Possible Phases of the Two-Dimensional t-t' Hubbard Model

TL;DR

This paper analyzes the stability of various symmetry-broken phases in the 2D t-t' Hubbard model, revealing numerous phases including known and novel instabilities, through a numerical approach based on flow equations.

Contribution

It introduces a comprehensive stability analysis of the 2D t-t' Hubbard model, identifying both known and new phases using a flow equations method.

Findings

Multiple symmetry-broken phases identified, including antiferromagnetism and d-wave superconductivity.

Discovery of new phases such as triplet flux phase and p-wave particle-hole instability.

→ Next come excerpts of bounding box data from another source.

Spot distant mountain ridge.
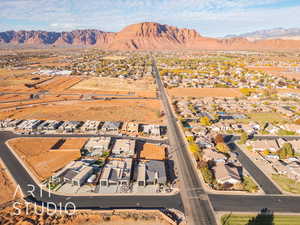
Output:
[225,27,300,40]
[0,22,300,50]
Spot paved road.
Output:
[0,132,183,211]
[209,194,300,213]
[0,132,300,215]
[16,132,168,144]
[228,143,282,195]
[153,60,217,225]
[227,135,300,141]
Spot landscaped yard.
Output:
[221,215,300,225]
[272,175,300,194]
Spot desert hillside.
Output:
[0,22,300,50]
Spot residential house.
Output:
[99,158,132,186]
[202,149,227,162]
[135,160,167,186]
[51,161,94,186]
[143,124,160,136]
[247,140,279,152]
[112,139,136,158]
[84,137,111,156]
[213,162,242,185]
[122,122,139,134]
[101,121,121,132]
[140,143,166,160]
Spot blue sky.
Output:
[0,0,300,37]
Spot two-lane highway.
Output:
[153,59,217,225]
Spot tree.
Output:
[240,131,248,144]
[242,176,258,193]
[277,143,295,159]
[216,143,229,153]
[200,165,214,184]
[215,134,224,144]
[189,143,200,153]
[200,116,211,126]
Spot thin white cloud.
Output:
[0,0,300,36]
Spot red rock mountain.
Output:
[0,22,300,50]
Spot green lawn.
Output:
[221,214,300,225]
[272,175,300,194]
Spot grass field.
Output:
[272,175,300,194]
[221,215,300,225]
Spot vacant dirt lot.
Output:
[8,138,80,181]
[0,207,170,225]
[0,162,16,205]
[72,77,155,92]
[249,67,300,80]
[168,88,242,97]
[53,138,87,151]
[0,100,163,123]
[103,55,126,60]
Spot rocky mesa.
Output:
[0,22,300,50]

Numerical results suggest complex phase diagram with diverse instabilities.

Abstract

We present a stability analysis of the 2D t-t' Hubbard model on a square lattice for various values of the next-nearest-neighbor hopping t' and electron concentration. Using the free energy expression, derived by means of the flow equations method, we have performed numerical calculation for the various representations under the point group C_{4\nu} in order to determine at which temperature symmetry broken phases become more favorable than the symmetric phase. A surprisingly large number of phases has been observed. Some of them have an order parameter with many nodes in k-space. Commonly discussed types of order found by us are antiferromagnetism, d_{x^2-y^2}-wave singlet superconductivity, d-wave Pomeranchuk instability and flux phase. A few instabilities newly observed are a triplet analog of the flux phase, a particle-hole instability of p-type symmetry in the triplet channel which gives rise to a phase of magnetic currents, an s*-magnetic phase, a g-wave Pomeranchuk instability and the band splitting phase with p-wave character. Other weaker instabilities are found also. A comparison with experiments is made.